研究会副代表で、参議院厚生労働委員会委員長、歯科医師の石井みどり氏。
 石井氏は、指導や監査を機に医師、歯科医師が自殺する例が後を絶たない現状について、「特殊なケースではない」と強く問題視。「我が国の医療は社会主義そのもの。医療費適正化のために平均点数が高いという理由で指導の対象とされる。患者のためにより良い診療をした結果として高点数になっているのに、なぜそれを抑制するのか。個別指導を受けた人は皆、『あんな思いを二度としなくない』と言う。人格が否定され、医学的な根拠を持って説明しようとしても、聞く耳を持たない」と述べ、指導・監査の制度と、行政の対応を批判した。

 健保法改正のハードルは高いことから、まず指導に当たっては、弁護士の帯同を求め、記録を取るとともに、疑義がある場合には担当官と議論し、指導が不適切な場合には異議を申し立てるなど、毅然とした態度で対応する重要性を強調。また健保法改正は、弁護士の「帯同」ではなく、指導・監査において保険医が弁護士を選任する権利を確立し、保険医の人権を確保できる環境を整えることが、「最初の一歩」であるとした。

 石井氏は、「憲法が保障する国民の健康的生存権の理念実現には、国民の医療を受ける権利を保障することが必要であり、そのためには医師の診療権(保険診療実施権)を保障しなければならない」と語り、「私の選挙公約の一丁目一番地が健康保険法の改正」と、改めて決意を表明した。

 『保険医への「恫喝」の防止策を考える』がテーマ

 「指導・監査・処分改善のための健康保険法改正研究会」は、指導・監査に関心を持つ、全国の弁護士や医師らで構成し、2012年2月に発足した。2人の弁護士、井上清成氏と石川善一氏が代表を務める。


研究会代表で弁護士の井上清成氏。
 井上氏は、2007年12月、保険医登録と保険医療機関指定の取消処分、それに伴う鳥取県東部医師会の退会をめぐるトラブルを機に自殺した鳥取の開業医、増田聡子氏の事件を担当している(『自殺した開業医遺族、鳥取県東部医師会と調停へ』を参照)。増田氏の遺族は、同医師会と元会長を相手取り、事実関係の説明を求めて調停を申し立ている。石川氏は、保険医登録と保険医療機関の指定の取消処分取消を求めた、甲府市のみぞべこどもクリニックの溝部達子氏の裁判を担当(『国が上告断念、「保険取消は違法」が確定』を参照)。同裁判では2011年5月の東京高裁判決で、溝部氏が勝訴している。
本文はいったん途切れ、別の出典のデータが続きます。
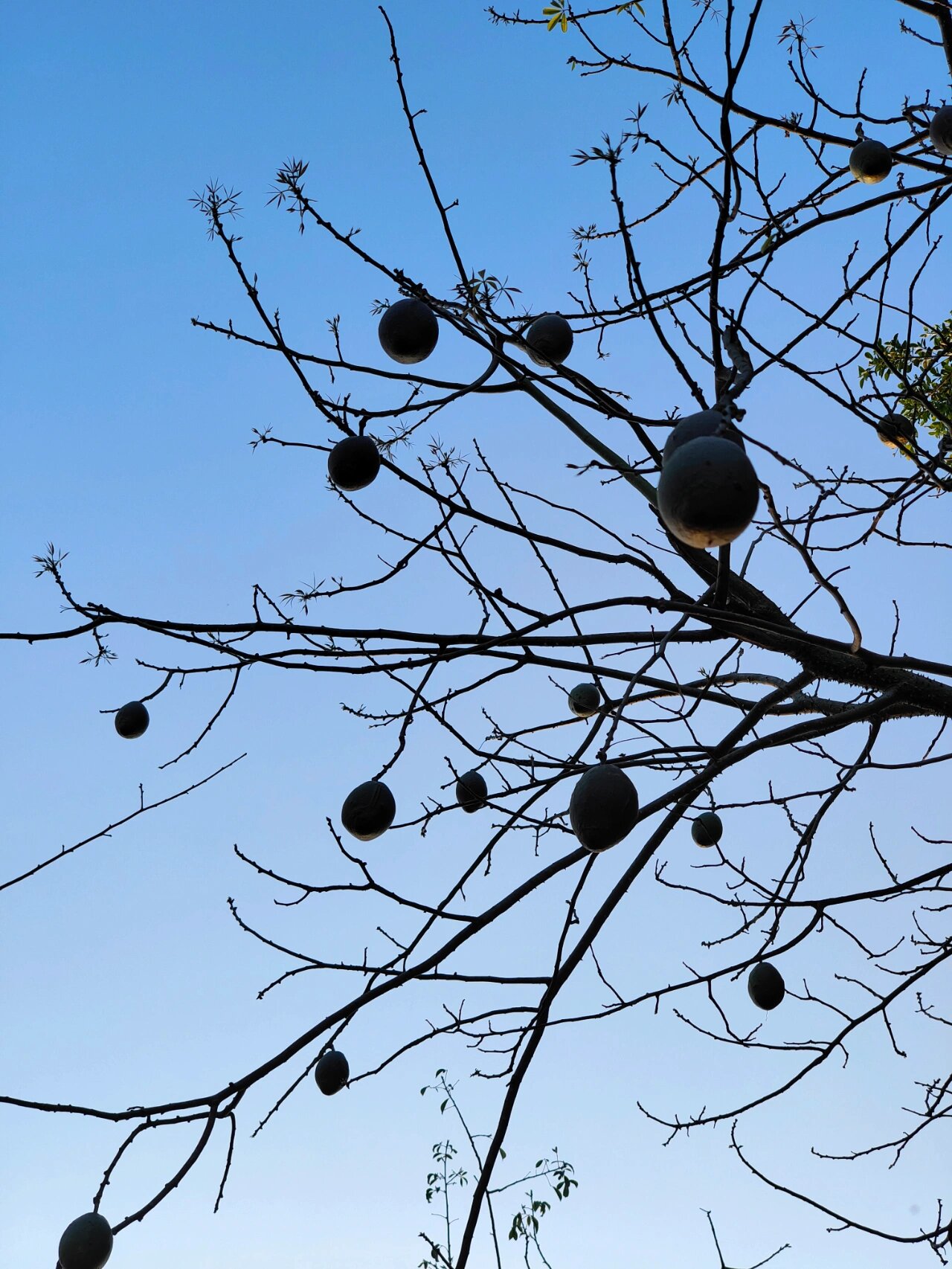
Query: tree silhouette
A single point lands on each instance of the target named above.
(768, 194)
 9月8日のシンポジウムのテーマは、『なぜ増田聡子医師は自死したか? 保険医への「恫喝」の防止策を考える』がテーマ。増田氏、溝部氏の事案のほか、この6月に保険医療機関の指定取消処分を受けた奈良県の東朋香芝病院の事案(『国が即時抗告を断念、奈良香芝病院問題』を参照)などをはじめ、各地の指導・監査の現状や取消処分の動きが紹介された。改めて浮き彫りになったのが、医師およびその弁護士側は法律や根拠に則った運用を求めるものの、行政は指導という名の下、曖昧な運用しており、指導・監査の制度そのものと運用について、改善の余地が大きいという点だ。
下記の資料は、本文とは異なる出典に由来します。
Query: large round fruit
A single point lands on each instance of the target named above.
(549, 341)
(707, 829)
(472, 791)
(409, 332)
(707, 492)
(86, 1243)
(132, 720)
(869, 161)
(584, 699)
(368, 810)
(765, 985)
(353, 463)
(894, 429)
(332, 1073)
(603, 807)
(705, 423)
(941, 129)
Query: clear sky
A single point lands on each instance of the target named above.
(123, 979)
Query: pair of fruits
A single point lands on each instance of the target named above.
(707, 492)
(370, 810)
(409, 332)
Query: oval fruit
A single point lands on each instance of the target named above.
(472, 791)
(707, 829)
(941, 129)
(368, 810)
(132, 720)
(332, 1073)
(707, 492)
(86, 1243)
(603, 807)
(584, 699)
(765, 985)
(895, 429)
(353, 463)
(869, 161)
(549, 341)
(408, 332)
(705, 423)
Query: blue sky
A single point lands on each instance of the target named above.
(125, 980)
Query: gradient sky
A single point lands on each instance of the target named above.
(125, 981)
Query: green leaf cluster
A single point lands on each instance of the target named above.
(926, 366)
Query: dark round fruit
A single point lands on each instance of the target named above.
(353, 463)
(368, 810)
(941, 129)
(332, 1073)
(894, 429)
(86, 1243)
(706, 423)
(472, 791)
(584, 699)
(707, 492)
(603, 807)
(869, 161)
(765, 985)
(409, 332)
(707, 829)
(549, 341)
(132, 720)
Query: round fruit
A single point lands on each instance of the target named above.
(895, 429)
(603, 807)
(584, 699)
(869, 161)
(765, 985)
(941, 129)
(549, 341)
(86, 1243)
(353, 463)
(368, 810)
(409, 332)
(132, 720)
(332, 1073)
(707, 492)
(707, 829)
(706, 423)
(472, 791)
 井上氏は、指導・監査に立ち会う自身の経験を踏まえ、「弁護士の帯同すらまだ確立していない県がある。きちんと説明しようとしても担当官に遮られるなど、適切な指導・監査がなされていない。地方厚生局によっても、対応にバラツキがある。法律改正以前に、実務で改善しなければいけないことが多々ある」と述べ、泣き寝入りをせず、多くの事例を集め、問題点を整理・分析し、改善につなげる取り組みの必要性を強調。


研究会代表で弁護士の石川善一氏。
 石川氏も、指導・監査には、「実体面と手続き面で問題がある」と指摘。実体面の問題について、石川氏は、「この1年間、いろいろな相談を受けたり、指導・監査に帯同したが、『不当検査、必要な限度を超えた投薬』などと言われることが多々ある。限度を超えているかどうかは明確ではなく、話し合わないことには分からない。しかし、現場のローカルルールで判断され、それを基に個別指導が行われている」と説明。例えば、みぞべこどもクリニックの場合、「インフルエンザの迅速検査を、1シーズンに3回以上実施する」ことが問題とされた。手続き面についても、「(自死などの)悲劇を繰り返さないためには、(行政処分の前に行われる)聴聞では代理人が認められているように、指導・監査でも代理人が選任できるようにするべき」と訴えた。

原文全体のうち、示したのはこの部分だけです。